Bulan suci Ramadhan tiba, semua orang berlomba dalam kebaikan. Semua menyadari waktu yang tidak lama, sedangkan keutamaannya tidak ada yang menandingi. Inilah kasih sayang Allah swt agar tetap berada pada fitrah manusia. Namun, tidak sedikit yang kembali tenggalam dalam kenikmatan ketika Ramadhan pergi meninggalkan. Puasa selama sebulan berujung tanpa hasil kecuali melaksanakan kewajiban. Padahal bulan ini memiliki tujuan yang agung, sebagaimana firman-Nya menjadikan kita orang bertaqwa.
Melihat Ramadhan sebagai bulan melaksanakan kewajiban saja tentu memberatkan. Sebaliknya, kita bisa memposisikan diri sebagai hamba yang butuh akan amalan kebaikan. Posisi ini melahirkan sudut pandang lain, bahwa sejatinya kita dapat menjadikan ini sebagai momentum persiapan. Dimana sebulan kita ditempa, dilatih, dipersiapkan oleh Allah swt untuk menghadapi sebelas bulan selanjutnya. Hingga akhirnya bertemu lagi bulan yang suci ini, dan terus berulang.
Ibarat berada di sebuah camp militer, kita dilatih dengan ujian yang beragam. Kita akan disiapkan untuk melawan dan bertahan dalam segala kondisi, hingga kita dapat membuat keputusan sendiri apa yang harus dilakukan. Sebulan ini harus benar-benar melatih diri menghadapi bulan-bulan selanjutnya yang ujiannya mungkin lebih berat. Bagi mereka yang mempersiapkannya dengan serius saat momen latihan ini, setidaknya mengurangi kemungkinan hanyut dalam ujian. Sebaliknya, lalai saat latihan akan memberi ruang untuk tenggelam dalam kekhilafan.
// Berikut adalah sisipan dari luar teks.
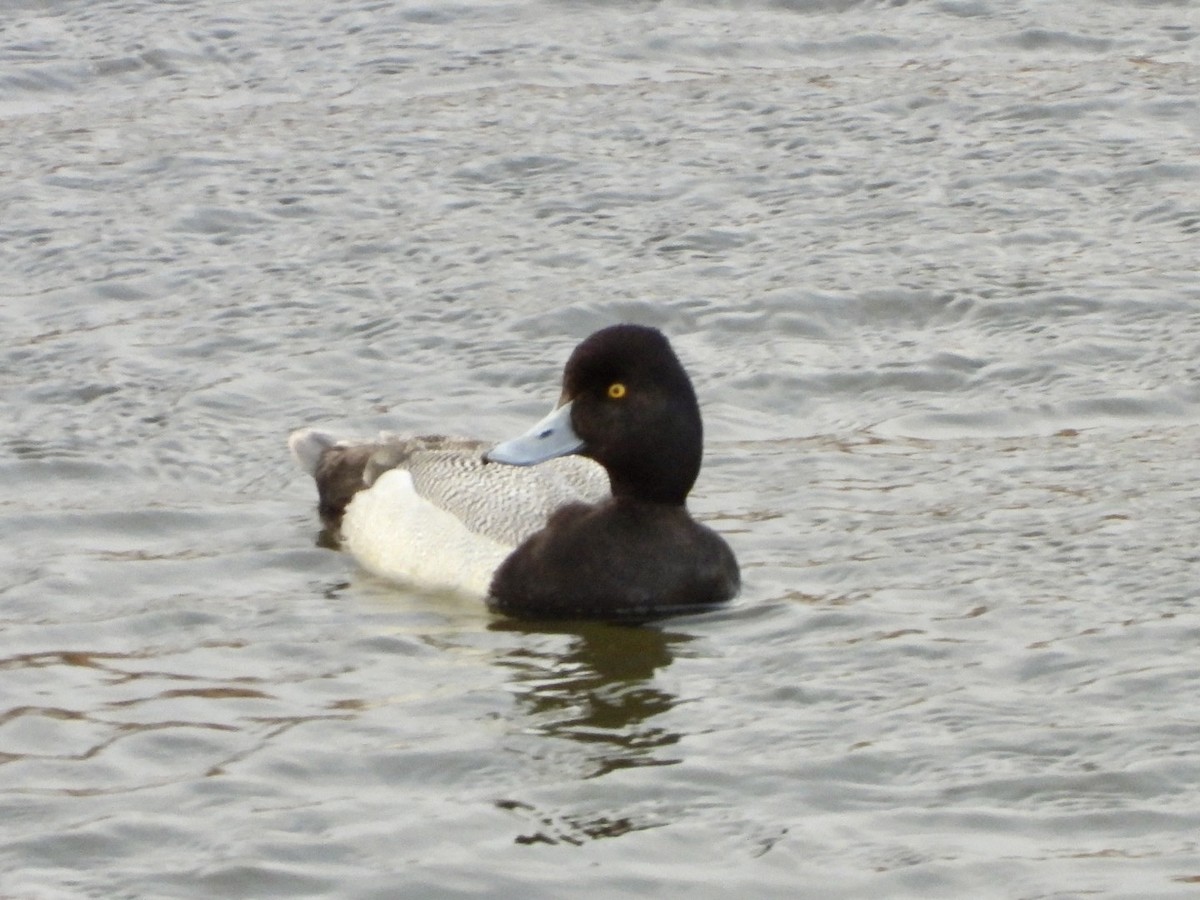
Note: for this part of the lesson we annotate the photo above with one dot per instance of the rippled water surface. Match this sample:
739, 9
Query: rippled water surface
933, 267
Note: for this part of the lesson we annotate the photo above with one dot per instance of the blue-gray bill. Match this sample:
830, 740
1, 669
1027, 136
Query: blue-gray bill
553, 436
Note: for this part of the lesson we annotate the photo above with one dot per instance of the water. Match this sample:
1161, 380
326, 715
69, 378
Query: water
933, 267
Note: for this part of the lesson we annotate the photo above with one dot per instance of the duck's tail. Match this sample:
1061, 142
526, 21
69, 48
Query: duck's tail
307, 447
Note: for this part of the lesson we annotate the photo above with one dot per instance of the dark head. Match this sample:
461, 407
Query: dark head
629, 405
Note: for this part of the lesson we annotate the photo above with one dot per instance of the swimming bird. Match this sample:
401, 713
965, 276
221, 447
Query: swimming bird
549, 540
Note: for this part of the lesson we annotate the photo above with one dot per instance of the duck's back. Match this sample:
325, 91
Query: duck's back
429, 511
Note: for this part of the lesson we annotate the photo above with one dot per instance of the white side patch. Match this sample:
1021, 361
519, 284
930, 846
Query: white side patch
397, 534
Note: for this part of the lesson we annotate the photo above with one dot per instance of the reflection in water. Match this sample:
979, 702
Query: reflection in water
591, 687
598, 690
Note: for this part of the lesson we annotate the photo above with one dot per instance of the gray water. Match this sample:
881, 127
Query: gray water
933, 267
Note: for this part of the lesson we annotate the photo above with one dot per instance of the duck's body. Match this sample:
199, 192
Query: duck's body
442, 513
429, 511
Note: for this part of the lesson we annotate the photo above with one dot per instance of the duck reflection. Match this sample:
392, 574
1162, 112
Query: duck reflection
593, 684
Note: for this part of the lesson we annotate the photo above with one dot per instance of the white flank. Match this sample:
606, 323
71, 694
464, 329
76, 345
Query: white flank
400, 535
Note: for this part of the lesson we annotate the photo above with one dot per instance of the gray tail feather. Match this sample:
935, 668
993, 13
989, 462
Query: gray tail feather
307, 445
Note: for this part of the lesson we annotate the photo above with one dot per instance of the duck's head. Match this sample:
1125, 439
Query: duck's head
627, 403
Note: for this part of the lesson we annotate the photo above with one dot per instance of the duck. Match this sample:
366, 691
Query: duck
583, 516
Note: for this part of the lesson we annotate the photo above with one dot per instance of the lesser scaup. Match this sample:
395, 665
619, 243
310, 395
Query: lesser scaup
627, 403
441, 513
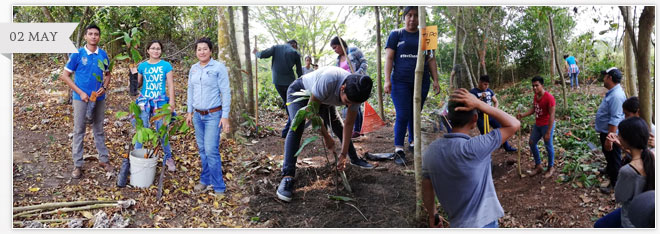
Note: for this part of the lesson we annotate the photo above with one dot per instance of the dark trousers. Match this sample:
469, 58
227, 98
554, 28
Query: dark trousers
281, 89
613, 159
292, 143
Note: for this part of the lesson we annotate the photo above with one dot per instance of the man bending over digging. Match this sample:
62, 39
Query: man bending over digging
330, 87
457, 168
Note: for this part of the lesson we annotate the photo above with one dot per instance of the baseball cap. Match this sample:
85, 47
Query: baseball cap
613, 72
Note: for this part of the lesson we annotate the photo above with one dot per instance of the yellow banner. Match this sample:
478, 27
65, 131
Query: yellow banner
430, 38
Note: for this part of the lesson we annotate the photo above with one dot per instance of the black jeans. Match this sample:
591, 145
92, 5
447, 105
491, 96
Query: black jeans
329, 115
613, 159
281, 89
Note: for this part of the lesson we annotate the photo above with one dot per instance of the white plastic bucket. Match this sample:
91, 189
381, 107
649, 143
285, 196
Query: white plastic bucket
143, 170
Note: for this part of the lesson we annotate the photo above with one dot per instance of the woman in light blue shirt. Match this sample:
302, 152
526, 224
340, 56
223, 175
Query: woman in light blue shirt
209, 99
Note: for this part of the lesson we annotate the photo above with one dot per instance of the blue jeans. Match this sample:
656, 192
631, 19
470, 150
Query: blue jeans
145, 116
574, 77
494, 224
493, 123
611, 220
329, 115
357, 127
281, 90
207, 134
537, 133
402, 97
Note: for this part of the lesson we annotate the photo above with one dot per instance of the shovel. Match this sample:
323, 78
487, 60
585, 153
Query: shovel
341, 173
378, 156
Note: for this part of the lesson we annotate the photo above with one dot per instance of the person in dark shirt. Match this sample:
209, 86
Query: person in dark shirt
487, 95
285, 56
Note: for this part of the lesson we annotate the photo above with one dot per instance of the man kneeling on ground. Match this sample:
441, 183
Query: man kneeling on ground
457, 167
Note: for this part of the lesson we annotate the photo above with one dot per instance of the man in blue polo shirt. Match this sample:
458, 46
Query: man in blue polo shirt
89, 77
608, 116
457, 168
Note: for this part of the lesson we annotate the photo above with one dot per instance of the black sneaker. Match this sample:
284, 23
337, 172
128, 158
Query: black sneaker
362, 164
606, 190
510, 149
285, 190
400, 158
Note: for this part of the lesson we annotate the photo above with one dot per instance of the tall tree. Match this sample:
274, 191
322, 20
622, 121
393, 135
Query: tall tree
236, 61
381, 110
248, 61
310, 26
225, 54
629, 68
561, 76
417, 117
641, 49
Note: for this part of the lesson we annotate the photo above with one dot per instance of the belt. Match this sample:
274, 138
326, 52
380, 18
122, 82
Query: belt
206, 112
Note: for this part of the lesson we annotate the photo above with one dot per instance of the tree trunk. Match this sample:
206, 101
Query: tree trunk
236, 71
552, 58
646, 25
381, 110
454, 80
629, 68
417, 118
225, 54
561, 76
47, 13
468, 69
82, 25
248, 61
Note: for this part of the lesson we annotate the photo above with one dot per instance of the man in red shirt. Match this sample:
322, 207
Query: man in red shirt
544, 110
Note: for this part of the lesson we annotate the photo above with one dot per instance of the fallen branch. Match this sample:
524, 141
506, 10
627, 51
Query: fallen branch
45, 221
27, 212
365, 218
54, 205
67, 209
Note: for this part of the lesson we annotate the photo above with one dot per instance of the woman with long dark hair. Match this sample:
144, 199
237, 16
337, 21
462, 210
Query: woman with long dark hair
635, 177
400, 62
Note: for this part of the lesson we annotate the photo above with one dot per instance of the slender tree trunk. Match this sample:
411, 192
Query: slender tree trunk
248, 61
381, 110
236, 70
561, 76
646, 25
417, 117
225, 54
468, 69
46, 11
629, 70
82, 26
552, 58
454, 81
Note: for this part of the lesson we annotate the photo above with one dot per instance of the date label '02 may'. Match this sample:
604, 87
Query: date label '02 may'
32, 36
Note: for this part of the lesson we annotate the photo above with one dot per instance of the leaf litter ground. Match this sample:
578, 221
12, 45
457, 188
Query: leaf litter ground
382, 197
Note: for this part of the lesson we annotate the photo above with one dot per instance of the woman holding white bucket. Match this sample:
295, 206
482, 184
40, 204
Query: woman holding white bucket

Ya, bulan suci Ramadhan adalah sebaik-baiknya tempat berlatih dan menyiapkan diri. Terdapat rekayasa kebaikan sosial, sehingga kita cenderung ringan untuk beramal. Ringan tangan kita untuk berbagi dan mudah hati kita untuk menahan amarah. Bulan ini telah merekayasa hati pendendam menjadi saling memaafkan dan meningkatkan rasa peduli pada sesama. Kebaikan sosial bisa direkayasa, dan itu lebih mudah terjadi di bulan Ramadhan, bulan penuh kebaikan.
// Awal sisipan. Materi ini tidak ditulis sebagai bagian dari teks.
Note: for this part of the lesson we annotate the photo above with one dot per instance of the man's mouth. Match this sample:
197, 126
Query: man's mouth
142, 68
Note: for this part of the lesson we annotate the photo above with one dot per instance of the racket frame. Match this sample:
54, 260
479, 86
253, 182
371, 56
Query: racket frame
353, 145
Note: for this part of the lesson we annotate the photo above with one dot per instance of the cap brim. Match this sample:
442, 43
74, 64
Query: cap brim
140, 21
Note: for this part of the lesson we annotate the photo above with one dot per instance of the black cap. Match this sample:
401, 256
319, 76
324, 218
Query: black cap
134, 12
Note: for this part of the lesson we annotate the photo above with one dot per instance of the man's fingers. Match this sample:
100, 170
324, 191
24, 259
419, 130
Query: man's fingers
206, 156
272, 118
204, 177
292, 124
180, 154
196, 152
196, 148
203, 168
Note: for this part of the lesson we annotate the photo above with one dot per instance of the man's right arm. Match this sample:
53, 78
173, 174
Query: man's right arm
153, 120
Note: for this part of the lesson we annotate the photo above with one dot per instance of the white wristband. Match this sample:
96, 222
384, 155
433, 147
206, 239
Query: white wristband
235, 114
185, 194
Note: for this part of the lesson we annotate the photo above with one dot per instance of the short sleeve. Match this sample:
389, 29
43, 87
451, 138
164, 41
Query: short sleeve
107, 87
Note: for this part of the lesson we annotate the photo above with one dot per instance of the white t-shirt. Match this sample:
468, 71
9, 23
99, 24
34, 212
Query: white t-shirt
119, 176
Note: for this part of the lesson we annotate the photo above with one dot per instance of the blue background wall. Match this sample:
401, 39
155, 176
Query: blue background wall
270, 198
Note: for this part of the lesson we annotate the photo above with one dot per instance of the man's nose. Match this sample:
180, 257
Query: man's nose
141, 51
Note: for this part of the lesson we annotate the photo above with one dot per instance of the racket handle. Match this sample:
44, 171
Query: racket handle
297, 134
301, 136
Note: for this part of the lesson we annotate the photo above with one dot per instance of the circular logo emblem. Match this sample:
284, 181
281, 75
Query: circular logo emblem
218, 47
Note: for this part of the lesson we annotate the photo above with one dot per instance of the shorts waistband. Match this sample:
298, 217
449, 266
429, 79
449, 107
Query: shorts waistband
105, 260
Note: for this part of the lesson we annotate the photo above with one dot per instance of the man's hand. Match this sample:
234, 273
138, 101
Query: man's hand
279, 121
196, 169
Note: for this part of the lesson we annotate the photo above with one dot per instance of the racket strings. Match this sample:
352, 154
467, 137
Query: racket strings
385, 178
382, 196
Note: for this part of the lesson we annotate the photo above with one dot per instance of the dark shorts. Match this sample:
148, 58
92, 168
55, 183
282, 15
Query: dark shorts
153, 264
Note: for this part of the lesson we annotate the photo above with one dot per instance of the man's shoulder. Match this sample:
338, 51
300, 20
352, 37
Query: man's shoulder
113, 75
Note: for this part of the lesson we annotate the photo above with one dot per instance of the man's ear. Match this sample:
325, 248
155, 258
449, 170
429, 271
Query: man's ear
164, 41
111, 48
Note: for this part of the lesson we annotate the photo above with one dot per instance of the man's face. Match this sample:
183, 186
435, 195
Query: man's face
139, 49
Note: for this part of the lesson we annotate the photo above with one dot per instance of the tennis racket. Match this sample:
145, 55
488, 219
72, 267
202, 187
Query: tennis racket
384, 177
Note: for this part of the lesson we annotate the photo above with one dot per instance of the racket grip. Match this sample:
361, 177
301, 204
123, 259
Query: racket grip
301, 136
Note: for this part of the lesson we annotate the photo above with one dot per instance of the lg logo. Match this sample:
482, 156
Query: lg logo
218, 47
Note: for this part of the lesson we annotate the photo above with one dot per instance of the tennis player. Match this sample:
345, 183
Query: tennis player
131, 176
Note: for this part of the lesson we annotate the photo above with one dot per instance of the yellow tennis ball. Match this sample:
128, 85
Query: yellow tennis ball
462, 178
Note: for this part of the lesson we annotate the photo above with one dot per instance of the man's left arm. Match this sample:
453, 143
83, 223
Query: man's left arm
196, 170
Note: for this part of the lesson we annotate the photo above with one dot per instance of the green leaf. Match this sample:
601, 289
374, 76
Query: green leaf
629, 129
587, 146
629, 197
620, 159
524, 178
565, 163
Inilah momentum yang terjadi satu bulan dalam setahun. Momen saat berbuat kebaikan begitu mudah. Mungkin diluangkan kesempatan ini dengan dibelenggunya setan seperti disebut dalam hadits. Sehingga kebaikan seakan ringan dilakukan, ditambah faktor pendukung lain, bisa jadi kondisi sekitar atau media sosial yang cukup berpengaruh. Inilah yang bisa kita sebut rekayasa kebaikan sosial. Seperti yang terjadi pada istilah ane, ente, antum, ikhwan dan akhwat yang sebelumnya dianggap aneh, dicemooh, kearab-araban atau so islami. Tapi proses rekayasa budaya merubahnya menjadi awwam di telinga kita sekarang.
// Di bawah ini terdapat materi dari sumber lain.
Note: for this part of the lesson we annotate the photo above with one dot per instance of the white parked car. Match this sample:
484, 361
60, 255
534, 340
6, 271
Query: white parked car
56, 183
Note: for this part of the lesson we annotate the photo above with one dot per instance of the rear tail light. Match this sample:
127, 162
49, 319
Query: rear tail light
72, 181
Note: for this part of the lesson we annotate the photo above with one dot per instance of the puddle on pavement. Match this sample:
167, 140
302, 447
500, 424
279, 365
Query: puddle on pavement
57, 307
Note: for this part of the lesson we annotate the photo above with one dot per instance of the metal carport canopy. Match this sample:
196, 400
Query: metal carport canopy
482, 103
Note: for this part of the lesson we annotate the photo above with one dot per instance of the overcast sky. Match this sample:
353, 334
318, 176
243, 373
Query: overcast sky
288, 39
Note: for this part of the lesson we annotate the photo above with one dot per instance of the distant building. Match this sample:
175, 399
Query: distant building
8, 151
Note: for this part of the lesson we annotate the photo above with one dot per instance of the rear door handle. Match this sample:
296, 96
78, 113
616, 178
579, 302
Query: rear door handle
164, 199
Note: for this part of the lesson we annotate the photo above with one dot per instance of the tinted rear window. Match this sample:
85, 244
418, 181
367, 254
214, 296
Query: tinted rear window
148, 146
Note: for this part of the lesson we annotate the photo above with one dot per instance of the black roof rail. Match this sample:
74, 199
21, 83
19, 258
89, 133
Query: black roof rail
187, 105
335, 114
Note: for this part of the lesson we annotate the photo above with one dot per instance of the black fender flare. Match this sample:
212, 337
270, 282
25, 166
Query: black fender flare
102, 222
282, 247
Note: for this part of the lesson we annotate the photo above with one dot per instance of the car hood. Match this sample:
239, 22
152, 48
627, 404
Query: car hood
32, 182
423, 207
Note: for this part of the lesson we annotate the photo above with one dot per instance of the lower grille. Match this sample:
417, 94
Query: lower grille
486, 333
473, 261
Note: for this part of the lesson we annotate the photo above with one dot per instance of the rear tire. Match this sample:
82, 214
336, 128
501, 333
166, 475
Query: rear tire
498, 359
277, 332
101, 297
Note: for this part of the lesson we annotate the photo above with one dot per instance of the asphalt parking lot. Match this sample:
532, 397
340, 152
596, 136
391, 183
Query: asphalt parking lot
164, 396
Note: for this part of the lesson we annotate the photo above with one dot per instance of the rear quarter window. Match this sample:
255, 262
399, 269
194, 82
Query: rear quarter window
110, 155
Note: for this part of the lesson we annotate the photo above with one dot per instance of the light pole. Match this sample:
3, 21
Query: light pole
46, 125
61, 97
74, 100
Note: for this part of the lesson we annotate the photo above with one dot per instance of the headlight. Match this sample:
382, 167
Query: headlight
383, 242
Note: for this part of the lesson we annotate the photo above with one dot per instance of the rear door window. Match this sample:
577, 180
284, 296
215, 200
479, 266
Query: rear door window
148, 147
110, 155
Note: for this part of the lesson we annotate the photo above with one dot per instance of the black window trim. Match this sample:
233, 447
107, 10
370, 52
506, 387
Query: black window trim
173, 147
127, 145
Kesempatan itu ibarat burung, ia tak pernah diam bertengger di satu tempat. Begitupun momen ini, tak terasa akan pergi juga. Saat Ramadhan memberi kemudahan untuk beribadah, lakukan dengan maksimal. Hingga tiba pada masa sulit beribadah, kita tetap istiqomah melakukannya. Begitupun saat Ramadhan memberi keluangan untuk memberi, berilah sederma mungkin. Hingga tiba saat sulit memberi, kita memiliki kekuatan hati untuk peduli
Maka, jangan sia-siakan kesempatan terbaik untuk menguatkan persiapan. Apa yang akan kita hadapi tak akan mudah. Ada sebulas bulan lamanya, beragam godaan dan ujian. Bisa jadi kekuatan kita menghadapi itu semua bergantung kepada persiapan selama di bulan Ramadhan. Seperti dalam al-Baqarah ayat 183, salah satu tujuan perintah puasa di bulan Ramadhan ialah agar kita menjadi bertaqwa. Dan siap dengan ujian-ujian yang akan dihadapi bulan-bulan selanjutnya.
Wallahua’lam bisshowab.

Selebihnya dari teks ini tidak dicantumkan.